Чуть ниже, у озера, стоял Пьер и смотрел на него.
– Ничего, – ответил Бенжамин.
– Пойдем рыбу ловить!
– Ага.
Бенжамин вошел в дом и надел стоявшие в коридоре сапоги. Потом обошел вокруг дома и взял удочку, прислоненную к стене.
– Я знаю, где взять червяков, – сказал Пьер.
Они пошли за сарай, земля там была влажной. Всего два удара лопатой, и перед ними полная яма червей. Братья вытащили их из земли и сложили в банку, червяки не двигались и совсем не сопротивлялись внезапному плену. Пьер тряс и переворачивал банку, чтобы оживить червяков, но те явно спокойно восприняли грядущую смерть – даже когда Бенжамин насадил их на крючок, они абсолютно не протестовали, просто бессильно повисли на кусочке стали.

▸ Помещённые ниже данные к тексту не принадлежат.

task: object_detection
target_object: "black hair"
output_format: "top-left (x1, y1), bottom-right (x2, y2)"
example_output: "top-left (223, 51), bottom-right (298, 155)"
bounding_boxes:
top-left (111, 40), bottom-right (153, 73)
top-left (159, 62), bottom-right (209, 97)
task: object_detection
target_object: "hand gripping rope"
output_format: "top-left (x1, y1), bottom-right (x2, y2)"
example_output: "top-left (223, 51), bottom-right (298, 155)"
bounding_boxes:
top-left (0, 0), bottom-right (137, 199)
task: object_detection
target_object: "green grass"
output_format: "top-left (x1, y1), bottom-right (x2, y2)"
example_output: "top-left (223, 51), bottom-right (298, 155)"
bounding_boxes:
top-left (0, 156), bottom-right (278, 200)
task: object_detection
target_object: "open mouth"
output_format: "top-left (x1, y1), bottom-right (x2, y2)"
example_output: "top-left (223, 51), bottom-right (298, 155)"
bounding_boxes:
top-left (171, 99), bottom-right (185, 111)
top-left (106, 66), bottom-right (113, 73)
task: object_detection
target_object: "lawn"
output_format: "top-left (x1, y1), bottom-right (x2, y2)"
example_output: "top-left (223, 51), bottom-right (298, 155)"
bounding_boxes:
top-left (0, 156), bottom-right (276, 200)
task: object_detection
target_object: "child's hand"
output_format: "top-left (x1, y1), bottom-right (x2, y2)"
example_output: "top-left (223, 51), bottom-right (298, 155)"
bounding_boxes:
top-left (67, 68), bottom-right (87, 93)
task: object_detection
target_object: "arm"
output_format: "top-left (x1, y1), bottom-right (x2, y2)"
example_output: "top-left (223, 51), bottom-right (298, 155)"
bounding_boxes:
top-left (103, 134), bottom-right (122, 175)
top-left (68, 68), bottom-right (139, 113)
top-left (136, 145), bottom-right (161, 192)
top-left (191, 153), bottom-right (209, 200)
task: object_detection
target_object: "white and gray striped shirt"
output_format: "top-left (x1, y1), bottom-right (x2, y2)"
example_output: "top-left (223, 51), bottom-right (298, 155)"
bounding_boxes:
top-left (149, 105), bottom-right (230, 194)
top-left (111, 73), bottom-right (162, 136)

Они немного поспорили о том, кто будет держать удочку. Красно-белый поплавок был хорошо заметен на черной воде; правда, иногда он исчезал в солнечной дорожке на озере. К воде подошли сестрички Ларссон, три местные курочки, они пришли вместе, но каждая была занята своим делом. Курочки сосредоточенно клевали землю, тихонько кудахча. Бенжамину всегда становилось не по себе, когда они приближались, ведь в их поведении совершенно не было логики. Он напрягся; могло произойти все, что угодно, как на рынке, когда к тебе внезапно пристает пьяница. Отец говорил, что одна из куриц слепая, она может разозлиться в любой момент, решив, что ей что-то угрожает. Бенжамин часто вглядывался в пустые глаза куриц, но так и не смог вычислить слепуху. А может, слепые все три? Когда они взволнованно бегали по участку, казалось именно так. Несколько лет назад именно папа купил куриц, чтобы наконец осуществить свою мечту о свежих яйцах на завтрак. Папа кормил их, бросал им корм и кричал – пот-пот-пот, а по вечерам загонял их в сарай, он колотил половником по кастрюле, и этот звук эхом раздавался по всему участку. Каждое утро Пьер должен был ходить в курятник к сестричкам Ларссон и собирать яйца, он бежал по дорожке обратно к дому с корзинкой в руках, а папа торопился поставить на огонь кастрюлю с водой. Это была их традиция, Пьера и папы, и Бенжамину тоже становилось приятно, спокойно, можно было выдохнуть.